In the beginning, back in 2015, Navigation Centers were conceived of as low-capacity, high-intensity places where the city’s most chronically homeless could be ministered to in a relaxed, low-barrier atmosphere. There weren’t lots of difficult rules, they could bring in their pets and possessions, they could walk in and out like adults, and, barring abhorrent behavior, they wouldn’t be forced to relocate until they were placed in permanent housing. That’s what’s meant by “navigation.” 

That has changed, drastically, but the poll-tested title “Navigation Center” — 90 percent approval! — has not. The Embarcadero site is nearly three times as large as the 75-bed inaugural Navigation Center on Mission near 16th. And many of the guests here, as they call them, are only provided a spot for 30 days. The heavy majority of those satisfactorily housed via Navigation Center stays are doing so by hopping on a bus and going back to live elsewhere, with others. 

Haney’s legislation would eliminate that 30-day cap, tripling it off the bat. But it would also allow for indefinite stays for guests who are engaging in programs and services — programs and services that are also mandated in his legislation. So that pretty much means indefinite stays could be the norm. 

Kositsky, again, is not a fan. He says the decision-making processes  in here are arbitrary and political, the turnaround times are too fast, it would mandate the city to haphazardly erect centers in legislative districts instead of places homeless people actually are, and — a Kositsky mantra — it focuses on Navigation Centers to the exclusion of everything else this city does: housing, shelter, prevention, etc. 

It also employs “restrictive language on what a Navigation Center is,” which he feels ties his staff’s hands. 

But not everyone in the homeless service world feels that would be a bad thing. 

The inaugural Navigation Center courtyard, on Mission near 16th, December 2016. Photo by Lola M. Chavez.

With nothing short of magical thinking, city leaders have put forth Navigation Centers as the solution for an ever-widening series of problems. In the process, the centers have been transmogrified into places where few people are truly “navigating” anywhere. 

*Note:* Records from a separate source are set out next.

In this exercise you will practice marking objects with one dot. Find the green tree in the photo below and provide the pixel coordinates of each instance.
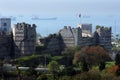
(92, 55)
(53, 67)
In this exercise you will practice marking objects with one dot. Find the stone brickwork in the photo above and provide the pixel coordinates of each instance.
(25, 38)
(105, 37)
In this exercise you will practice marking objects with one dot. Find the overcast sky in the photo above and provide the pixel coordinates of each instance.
(59, 7)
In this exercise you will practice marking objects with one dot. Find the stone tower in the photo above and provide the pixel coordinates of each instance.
(105, 37)
(25, 38)
(5, 25)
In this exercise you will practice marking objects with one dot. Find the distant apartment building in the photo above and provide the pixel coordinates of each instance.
(86, 29)
(71, 37)
(5, 25)
(25, 39)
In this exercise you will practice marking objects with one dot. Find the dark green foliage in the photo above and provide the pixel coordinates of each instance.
(84, 65)
(70, 71)
(102, 65)
(91, 75)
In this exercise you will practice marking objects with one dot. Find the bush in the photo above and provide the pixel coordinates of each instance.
(90, 75)
(107, 76)
(42, 77)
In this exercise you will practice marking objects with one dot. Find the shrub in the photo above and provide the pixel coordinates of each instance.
(90, 75)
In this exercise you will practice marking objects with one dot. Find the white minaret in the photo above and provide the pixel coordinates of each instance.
(5, 25)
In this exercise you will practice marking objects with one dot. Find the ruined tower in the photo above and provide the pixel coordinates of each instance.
(5, 25)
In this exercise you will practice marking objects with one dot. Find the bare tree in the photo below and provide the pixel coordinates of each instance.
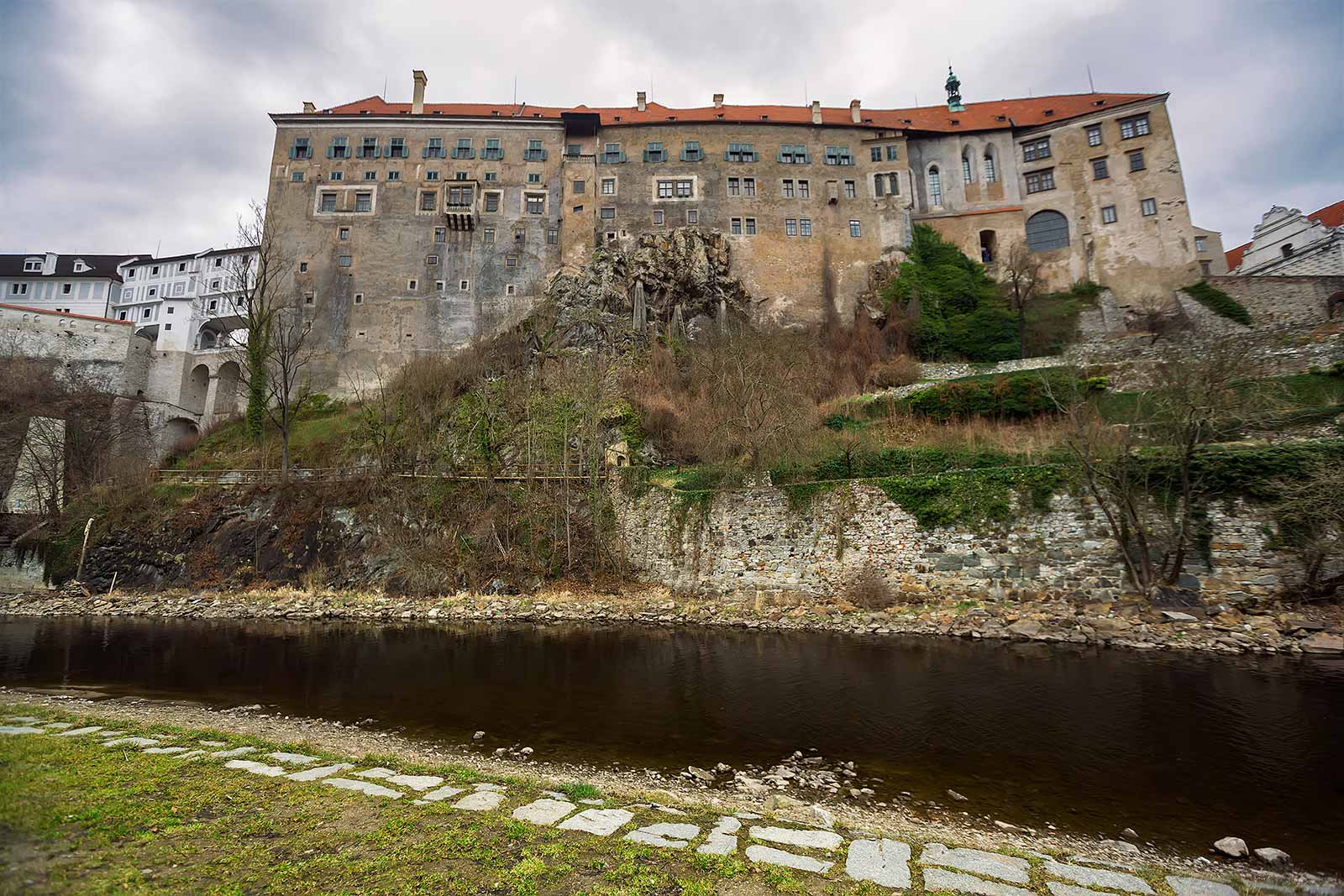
(1021, 280)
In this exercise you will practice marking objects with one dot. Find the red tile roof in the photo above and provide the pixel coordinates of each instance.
(1331, 217)
(978, 116)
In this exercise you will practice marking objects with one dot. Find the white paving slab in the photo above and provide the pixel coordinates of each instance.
(480, 801)
(884, 862)
(1099, 878)
(416, 782)
(978, 862)
(956, 882)
(1198, 887)
(255, 768)
(365, 788)
(797, 837)
(131, 741)
(544, 812)
(322, 772)
(598, 821)
(667, 835)
(769, 856)
(293, 758)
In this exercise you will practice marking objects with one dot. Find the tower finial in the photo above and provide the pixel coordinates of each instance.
(953, 92)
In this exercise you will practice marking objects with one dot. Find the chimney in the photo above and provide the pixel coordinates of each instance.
(418, 101)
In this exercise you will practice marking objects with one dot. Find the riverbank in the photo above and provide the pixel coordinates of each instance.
(1131, 624)
(81, 815)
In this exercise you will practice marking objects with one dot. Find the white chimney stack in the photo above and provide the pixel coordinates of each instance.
(418, 100)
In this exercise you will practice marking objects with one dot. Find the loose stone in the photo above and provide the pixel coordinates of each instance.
(416, 782)
(796, 837)
(1099, 878)
(544, 812)
(322, 772)
(940, 879)
(480, 801)
(1198, 887)
(769, 856)
(598, 821)
(365, 788)
(978, 862)
(667, 835)
(882, 862)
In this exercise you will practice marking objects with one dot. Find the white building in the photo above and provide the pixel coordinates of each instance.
(65, 284)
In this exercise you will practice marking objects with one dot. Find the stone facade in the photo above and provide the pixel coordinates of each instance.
(749, 542)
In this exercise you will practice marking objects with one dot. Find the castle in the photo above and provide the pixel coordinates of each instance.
(418, 226)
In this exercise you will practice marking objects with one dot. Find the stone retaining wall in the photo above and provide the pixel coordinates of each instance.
(749, 542)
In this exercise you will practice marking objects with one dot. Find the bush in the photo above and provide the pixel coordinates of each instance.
(1218, 301)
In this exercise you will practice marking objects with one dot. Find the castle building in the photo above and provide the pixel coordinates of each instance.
(417, 226)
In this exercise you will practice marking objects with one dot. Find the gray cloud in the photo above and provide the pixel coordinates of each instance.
(131, 125)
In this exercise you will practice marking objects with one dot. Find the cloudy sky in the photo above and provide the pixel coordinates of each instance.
(134, 125)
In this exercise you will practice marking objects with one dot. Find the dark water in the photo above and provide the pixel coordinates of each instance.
(1183, 748)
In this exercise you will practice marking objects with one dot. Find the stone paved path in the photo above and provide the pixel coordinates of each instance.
(886, 862)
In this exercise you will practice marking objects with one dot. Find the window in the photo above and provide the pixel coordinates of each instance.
(839, 156)
(1136, 127)
(1041, 181)
(739, 152)
(1047, 230)
(1035, 149)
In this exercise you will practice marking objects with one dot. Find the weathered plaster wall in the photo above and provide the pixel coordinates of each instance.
(750, 542)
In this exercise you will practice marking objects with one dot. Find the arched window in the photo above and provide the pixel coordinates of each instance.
(1047, 230)
(934, 186)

San Francisco officials “have been so loosey-goosey with this,” says a veteran homeless service worker regarding the ever-malleable definition of what constitutes a Navigation Center. “There has been a willingness to make up definitions on the fly as it suits certain situations. That’s bad. There are good practices, and they need to be institutionalized.” 

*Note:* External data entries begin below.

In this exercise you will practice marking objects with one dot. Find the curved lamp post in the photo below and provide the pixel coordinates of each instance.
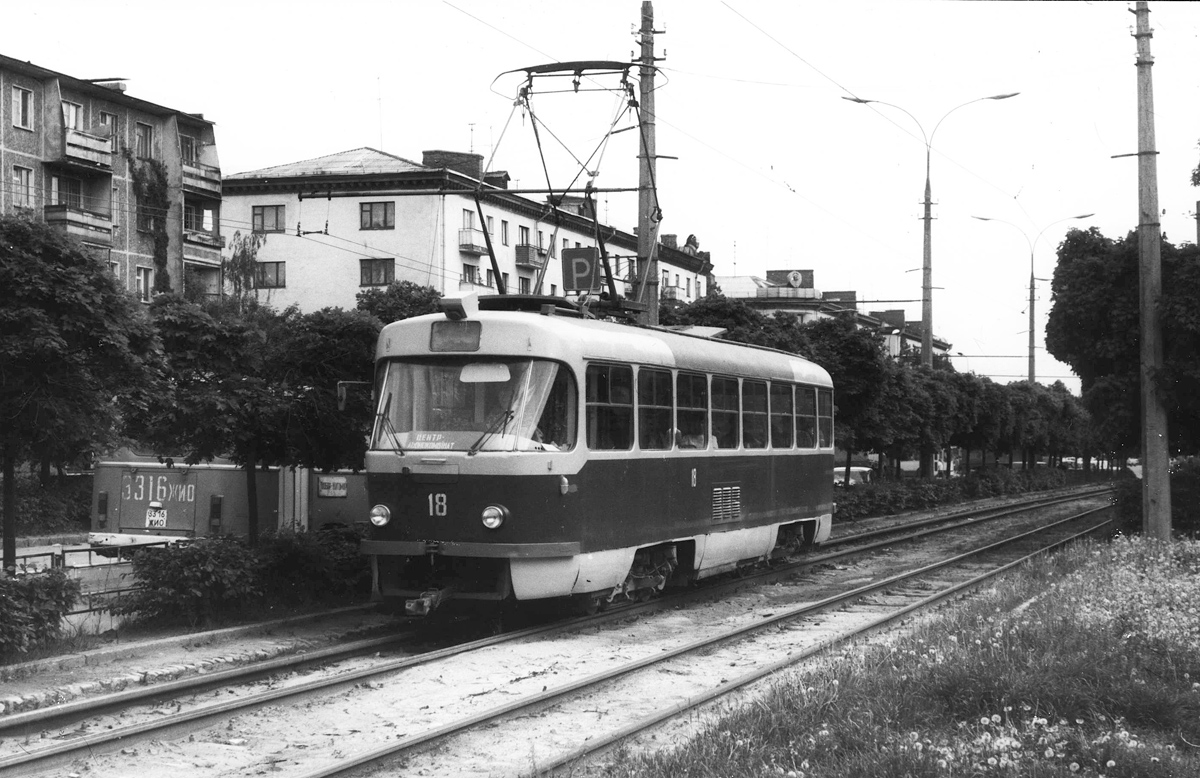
(1032, 280)
(927, 300)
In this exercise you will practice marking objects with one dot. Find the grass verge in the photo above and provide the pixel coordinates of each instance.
(1083, 664)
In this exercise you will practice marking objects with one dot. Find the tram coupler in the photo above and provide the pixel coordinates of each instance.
(429, 600)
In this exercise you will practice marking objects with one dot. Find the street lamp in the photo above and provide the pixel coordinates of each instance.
(927, 301)
(1032, 280)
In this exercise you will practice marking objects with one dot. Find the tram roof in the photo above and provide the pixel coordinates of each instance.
(529, 334)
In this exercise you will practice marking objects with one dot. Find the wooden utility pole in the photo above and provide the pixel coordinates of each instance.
(1156, 480)
(647, 202)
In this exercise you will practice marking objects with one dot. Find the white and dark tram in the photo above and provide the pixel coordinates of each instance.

Haney, for his part, wants clarity. “I want to see a lot more of these Navigation Centers and I want people to know what it means when these come into their neighborhoods,” he says. “I was adamant for the Embarcadero Navigation Center, but I learned a lot through that process. We have to be clear on what we’re doing and why, and how it’s successful.” 

“I want to make sure we’re certain and confident about the model and their success. And I am questioning whether we have that right now.” 

Haney’s fellow elected officials accuse him of being political here, and bemoan playing politics with the plight of the homeless. But they’re already doing that by even continuing to use the term “Navigation Centers.” 

Whether or not Haney’s legislation gets eight votes at the Board and a veto-proof majority — and that’s far from certain — these are conversations that are long past due. They will be messy. But that’s the mess the city made for itself when, for years, leaders overpromised what could be accomplished by Navigation Centers, and presented them as the end-all and be-all of homeless services, igniting a Navigation Center arms race — while, simultaneously, watering down the centers’ tangible benefits.

By all means, build these much-needed spaces for the homeless — but it’s time to be forthright about where they fit in the city’s long-term solutions for the homeless crisis, and just what we hope to accomplish with one, or six or 11. 

Matt Haney’s legislation may not be what San Francisco needs. But it’s certainly the legislation San Francisco deserves. 

*Singer subsequently emphasized that he signed on with the Navigation Center foes after the GoFundMe and belittling of Mayor Breed and, upon his hire, “I demanded they immediately cease any criticism of Mayor Breed, which I believe was unfounded, unfair, and wrong.”